Violence and Harassment in Mixed Reality

“Can we be touched by trolls?”


In 2016 Jordan Belamire posted on how she has been “groped” inside a Virtual Reality game. She described how she was physically harassed by the actions of another user, miles away from her real body. Her experience is the starting point for our exploration of the growing question of violence and harassment inside Mixed Reality (MR) environments and the new forms it might adopt. Virtual and Augmented Reality gives us a strong sense of embodiment on our representations - a neurological phenomenon that blurs the boundaries of body and mind, allowing digital avatars and worlds to feel as tangible as our own. With no screens and frames separating our physical selves from our digital personas, MR developers can create new levels of engagement.

However, it also opens a whole new venue for trolls - malicious internet users - to cause real physical harm.


By exploring different ways embodied violence can take place in the emerging digital worlds, we will develop a framework for peaceful Mixed Reality environments. Through a series of MR experiments we will explore and test different scenarios tackling the technical and ethical of this medium: What does it mean to be an embodied avatar? Should we prevent users from doing certain things in order to create a safe experience?

These experiments will be accompanied by an extensive documentation of process, incorporating interviews with relevant actors (developers, victims of virtual harassment, researchers, etc), development of our experiments and VR recreations of them. This will be an open resource for developers to use, for possible users of these platforms to critique and for the public to inquire.

These experiments will be accompanied by interviews and commentaries with victims, developers and researchers that will become part of the MR environment itself. We believe that in order to cover a story on embodiment the journalistic documentation should also take the form of an embodied experience.
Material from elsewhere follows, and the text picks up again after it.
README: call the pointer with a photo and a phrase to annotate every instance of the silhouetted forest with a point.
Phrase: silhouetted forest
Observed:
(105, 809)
The documentation and the experiments would then be made available as an open resource for developers to use and to generate public discussion.



●      Development of a MR environment where types of harassment will be observed

●      User testing

●      Visit to the Virtual Human Interaction Lab at Stanford and interview with Jeremy Bailenson

●      Interview with Nonny de la Pena, John Pavlik et al.

●      Interview with victims of VR harassment

●      Interview with VR developers

●      Create commented versions of some of the most relevant scenarios that were recorded and observed during the initial MR experience.

●      Post production and creation of companion material on the MR experience (articles, videos, further documentation).

●      Distribution of the final framework and documentation.